Methods:  Baseline data were taken from the central nervous system (CNS) HIV ARV Treatment Effects Research (CHART) study. A multi-method approach was used to determine substance use:  either lifetime DSM IV (Diagnostic and Statistical Manual of Mental Disorders, fourth edition) diagnosis of substance use disorder, or self-report of lifetime use, or positive urine toxicology. A comprehensive battery of neuropsychological tests determined neurocognition. Variables subjected to statistical covariance or group level matching included age, ethnicity, education, literacy, plasma and CSF HIV load, nadir CD4, ARV status, and depressive symptoms. No persons were acutely intoxicated or in active withdrawal.

Results:  We analyzed 1316 participants:  81% reported lifetime substance use and 73% met DSM IV criteria for lifetime abuse or dependence. In a subgroup of subjects carefully matched for important variables, a MANCOVA of neuropsychological summary scores, co-varying for urine toxicology stimulants (cocaine or methamphetamine) and depression revealed no significant effect of substance use (F(8, 505) = 1.48, p = 0.145). Similarly, substance use had no effect on the proportional functional dependence or number of functional complaints. These results did not change when inclusion was restricted to those with DSM IV substance use disorders, or when ARV status was considered. Nonparametric correlational analyses of quantified lifetime substance use exposure with neuropsychological function demonstrated no significant relationships and did not vary by ARV status. Subjects with positive urine toxicology stimulants were compared to a matched group with negative urine toxicology. Participants with positive urine toxicology performed significantly better on verbal tests (F(1, 437) = 7.95, p <0.01) with no significant performance differences in other neuropsychological domains.

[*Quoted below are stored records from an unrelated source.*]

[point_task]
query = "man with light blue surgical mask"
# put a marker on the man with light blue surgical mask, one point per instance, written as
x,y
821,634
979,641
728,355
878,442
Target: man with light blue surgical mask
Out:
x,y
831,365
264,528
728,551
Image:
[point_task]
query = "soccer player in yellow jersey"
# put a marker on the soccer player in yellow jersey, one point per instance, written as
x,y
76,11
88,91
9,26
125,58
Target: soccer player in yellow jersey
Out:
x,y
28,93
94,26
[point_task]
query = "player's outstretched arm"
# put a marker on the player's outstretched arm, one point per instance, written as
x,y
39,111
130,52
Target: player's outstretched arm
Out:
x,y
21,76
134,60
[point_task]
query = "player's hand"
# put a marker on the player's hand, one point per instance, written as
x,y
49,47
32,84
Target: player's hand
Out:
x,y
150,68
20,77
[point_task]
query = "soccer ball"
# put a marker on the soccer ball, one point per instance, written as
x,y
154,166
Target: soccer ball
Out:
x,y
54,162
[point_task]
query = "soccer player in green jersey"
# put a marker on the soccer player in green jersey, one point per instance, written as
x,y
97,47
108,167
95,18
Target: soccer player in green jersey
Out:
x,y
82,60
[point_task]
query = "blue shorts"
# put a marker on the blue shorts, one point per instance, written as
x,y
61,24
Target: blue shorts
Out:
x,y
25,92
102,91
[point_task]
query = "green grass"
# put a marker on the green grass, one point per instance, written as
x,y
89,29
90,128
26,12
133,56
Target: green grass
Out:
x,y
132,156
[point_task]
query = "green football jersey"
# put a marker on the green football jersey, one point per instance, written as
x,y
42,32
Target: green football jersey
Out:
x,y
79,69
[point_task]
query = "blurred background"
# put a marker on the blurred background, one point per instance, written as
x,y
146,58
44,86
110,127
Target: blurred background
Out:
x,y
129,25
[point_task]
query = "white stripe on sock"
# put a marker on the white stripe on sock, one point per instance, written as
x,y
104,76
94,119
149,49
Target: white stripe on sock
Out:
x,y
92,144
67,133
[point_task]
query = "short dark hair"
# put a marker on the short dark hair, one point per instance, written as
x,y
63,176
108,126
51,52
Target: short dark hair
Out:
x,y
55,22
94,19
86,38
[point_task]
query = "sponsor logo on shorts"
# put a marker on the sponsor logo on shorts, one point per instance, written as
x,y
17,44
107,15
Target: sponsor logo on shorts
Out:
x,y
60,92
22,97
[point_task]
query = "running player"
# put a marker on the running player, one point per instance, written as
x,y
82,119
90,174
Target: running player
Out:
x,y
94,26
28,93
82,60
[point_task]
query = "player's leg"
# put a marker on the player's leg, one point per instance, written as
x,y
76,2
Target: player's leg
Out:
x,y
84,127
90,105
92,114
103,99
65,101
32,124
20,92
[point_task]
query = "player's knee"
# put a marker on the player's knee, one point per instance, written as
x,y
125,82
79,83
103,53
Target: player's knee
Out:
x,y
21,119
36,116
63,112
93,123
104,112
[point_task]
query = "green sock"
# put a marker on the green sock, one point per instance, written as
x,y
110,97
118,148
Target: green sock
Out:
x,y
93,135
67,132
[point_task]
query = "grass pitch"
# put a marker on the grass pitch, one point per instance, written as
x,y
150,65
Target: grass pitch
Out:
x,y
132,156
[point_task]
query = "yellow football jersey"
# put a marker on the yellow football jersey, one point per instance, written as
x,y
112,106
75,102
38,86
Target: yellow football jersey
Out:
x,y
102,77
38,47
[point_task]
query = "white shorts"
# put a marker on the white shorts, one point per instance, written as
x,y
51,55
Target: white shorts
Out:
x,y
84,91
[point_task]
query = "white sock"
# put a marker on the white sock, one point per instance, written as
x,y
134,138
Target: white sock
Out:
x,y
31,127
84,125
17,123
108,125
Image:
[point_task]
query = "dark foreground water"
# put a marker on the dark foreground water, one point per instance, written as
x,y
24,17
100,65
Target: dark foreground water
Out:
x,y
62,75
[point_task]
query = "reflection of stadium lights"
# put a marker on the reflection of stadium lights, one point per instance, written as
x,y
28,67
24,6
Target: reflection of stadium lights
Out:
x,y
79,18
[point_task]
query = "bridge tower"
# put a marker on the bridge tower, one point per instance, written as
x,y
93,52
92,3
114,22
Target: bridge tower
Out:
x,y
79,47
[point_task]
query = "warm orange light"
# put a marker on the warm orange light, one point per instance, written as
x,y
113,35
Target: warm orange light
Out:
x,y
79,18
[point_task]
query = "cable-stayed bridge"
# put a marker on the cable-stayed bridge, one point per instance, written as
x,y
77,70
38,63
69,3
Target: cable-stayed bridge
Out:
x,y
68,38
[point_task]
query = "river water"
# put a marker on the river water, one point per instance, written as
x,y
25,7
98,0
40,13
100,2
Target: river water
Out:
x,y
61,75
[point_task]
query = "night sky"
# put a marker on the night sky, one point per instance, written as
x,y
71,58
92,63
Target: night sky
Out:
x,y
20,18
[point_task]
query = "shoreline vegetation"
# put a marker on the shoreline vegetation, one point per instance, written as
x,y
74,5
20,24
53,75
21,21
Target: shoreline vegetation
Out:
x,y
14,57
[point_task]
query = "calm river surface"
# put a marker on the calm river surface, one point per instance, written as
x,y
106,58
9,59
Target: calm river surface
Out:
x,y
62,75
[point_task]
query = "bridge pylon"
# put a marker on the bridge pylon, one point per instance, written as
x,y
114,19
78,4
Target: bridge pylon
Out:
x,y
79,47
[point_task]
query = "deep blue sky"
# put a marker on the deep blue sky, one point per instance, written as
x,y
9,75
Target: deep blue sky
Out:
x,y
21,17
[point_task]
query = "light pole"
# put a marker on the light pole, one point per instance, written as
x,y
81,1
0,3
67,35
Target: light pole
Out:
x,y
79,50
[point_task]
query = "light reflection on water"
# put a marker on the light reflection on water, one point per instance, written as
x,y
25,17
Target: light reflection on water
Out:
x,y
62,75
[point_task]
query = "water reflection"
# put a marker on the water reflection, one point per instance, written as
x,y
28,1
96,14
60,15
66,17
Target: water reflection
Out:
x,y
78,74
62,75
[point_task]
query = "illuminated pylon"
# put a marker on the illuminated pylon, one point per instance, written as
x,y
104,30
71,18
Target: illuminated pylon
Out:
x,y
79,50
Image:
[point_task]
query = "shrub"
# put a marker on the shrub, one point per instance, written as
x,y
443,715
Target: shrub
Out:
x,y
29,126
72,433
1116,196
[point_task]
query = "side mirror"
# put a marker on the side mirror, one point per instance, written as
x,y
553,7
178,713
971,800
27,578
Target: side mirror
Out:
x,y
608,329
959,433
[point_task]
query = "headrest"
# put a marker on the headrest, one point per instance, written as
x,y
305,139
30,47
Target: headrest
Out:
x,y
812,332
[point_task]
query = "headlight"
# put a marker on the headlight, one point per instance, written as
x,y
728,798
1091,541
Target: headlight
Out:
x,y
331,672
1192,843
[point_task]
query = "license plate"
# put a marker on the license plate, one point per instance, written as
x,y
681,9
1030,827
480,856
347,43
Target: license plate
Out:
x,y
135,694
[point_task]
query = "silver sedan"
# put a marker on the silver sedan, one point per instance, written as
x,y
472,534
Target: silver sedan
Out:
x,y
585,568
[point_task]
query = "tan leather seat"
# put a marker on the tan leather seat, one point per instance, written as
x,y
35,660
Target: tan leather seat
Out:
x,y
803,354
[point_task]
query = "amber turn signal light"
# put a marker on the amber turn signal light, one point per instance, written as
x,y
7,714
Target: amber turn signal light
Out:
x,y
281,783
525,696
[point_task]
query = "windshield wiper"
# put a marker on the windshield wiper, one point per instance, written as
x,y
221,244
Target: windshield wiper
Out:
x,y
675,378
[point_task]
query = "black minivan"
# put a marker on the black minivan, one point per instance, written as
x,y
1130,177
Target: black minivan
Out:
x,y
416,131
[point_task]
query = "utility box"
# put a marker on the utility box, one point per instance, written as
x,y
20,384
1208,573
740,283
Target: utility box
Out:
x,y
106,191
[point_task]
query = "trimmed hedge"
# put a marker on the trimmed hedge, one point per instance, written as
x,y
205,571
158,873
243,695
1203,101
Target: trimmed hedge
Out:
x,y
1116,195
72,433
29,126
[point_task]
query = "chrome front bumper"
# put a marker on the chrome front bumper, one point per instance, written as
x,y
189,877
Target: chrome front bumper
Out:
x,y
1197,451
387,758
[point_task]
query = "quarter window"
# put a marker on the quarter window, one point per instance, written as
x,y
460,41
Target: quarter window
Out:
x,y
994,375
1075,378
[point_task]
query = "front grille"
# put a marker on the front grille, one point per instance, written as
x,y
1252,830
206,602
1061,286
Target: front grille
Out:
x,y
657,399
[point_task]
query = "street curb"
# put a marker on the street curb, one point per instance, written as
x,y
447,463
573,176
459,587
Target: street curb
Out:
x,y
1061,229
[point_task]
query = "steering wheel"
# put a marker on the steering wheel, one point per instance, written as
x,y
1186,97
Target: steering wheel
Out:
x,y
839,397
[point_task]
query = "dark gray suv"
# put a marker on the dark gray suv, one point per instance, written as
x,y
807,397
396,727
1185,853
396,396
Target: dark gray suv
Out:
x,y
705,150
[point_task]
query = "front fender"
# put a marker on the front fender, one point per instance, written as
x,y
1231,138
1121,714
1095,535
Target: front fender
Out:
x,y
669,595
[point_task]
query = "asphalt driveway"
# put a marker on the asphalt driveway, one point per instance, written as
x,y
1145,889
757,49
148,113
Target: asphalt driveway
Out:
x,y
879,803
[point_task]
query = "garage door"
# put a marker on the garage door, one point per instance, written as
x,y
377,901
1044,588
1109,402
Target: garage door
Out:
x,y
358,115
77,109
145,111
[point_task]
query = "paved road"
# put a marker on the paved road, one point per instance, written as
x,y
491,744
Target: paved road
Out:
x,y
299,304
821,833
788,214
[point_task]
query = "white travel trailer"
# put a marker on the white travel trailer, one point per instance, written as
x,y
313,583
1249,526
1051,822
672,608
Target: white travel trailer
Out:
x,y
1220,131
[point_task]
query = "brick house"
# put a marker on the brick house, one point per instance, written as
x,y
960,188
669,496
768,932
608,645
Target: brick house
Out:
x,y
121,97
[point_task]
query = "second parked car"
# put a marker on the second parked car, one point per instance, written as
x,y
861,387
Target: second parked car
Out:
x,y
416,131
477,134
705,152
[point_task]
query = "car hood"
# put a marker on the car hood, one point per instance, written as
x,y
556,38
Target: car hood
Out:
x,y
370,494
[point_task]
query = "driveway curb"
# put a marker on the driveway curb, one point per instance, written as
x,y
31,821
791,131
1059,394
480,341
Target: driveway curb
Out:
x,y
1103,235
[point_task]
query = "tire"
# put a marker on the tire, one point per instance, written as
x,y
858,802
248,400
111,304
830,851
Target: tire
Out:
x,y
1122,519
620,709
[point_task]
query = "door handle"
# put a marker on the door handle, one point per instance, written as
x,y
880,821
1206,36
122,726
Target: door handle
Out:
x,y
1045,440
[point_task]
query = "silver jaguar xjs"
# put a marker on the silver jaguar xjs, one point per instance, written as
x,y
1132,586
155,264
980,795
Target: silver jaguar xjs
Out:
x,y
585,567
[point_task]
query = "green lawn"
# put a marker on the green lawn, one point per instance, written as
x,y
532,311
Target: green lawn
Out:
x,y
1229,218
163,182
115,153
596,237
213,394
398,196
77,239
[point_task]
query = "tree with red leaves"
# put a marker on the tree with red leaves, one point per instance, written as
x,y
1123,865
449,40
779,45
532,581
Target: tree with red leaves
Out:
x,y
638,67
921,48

Conclusions:  Substance use was not associated with compromised neuropsychological function at baseline in this HIV⁺ cohort when important co-factors were considered. The absence of relationship remained when substance use was determined by syndromic use, “casual” use, or urine toxicology, and did not vary by ARV status. This suggests that historic substance use and acute stimulant use do not require special consideration in cross sectional analyses of neuropsychological function in neuro-AIDS research.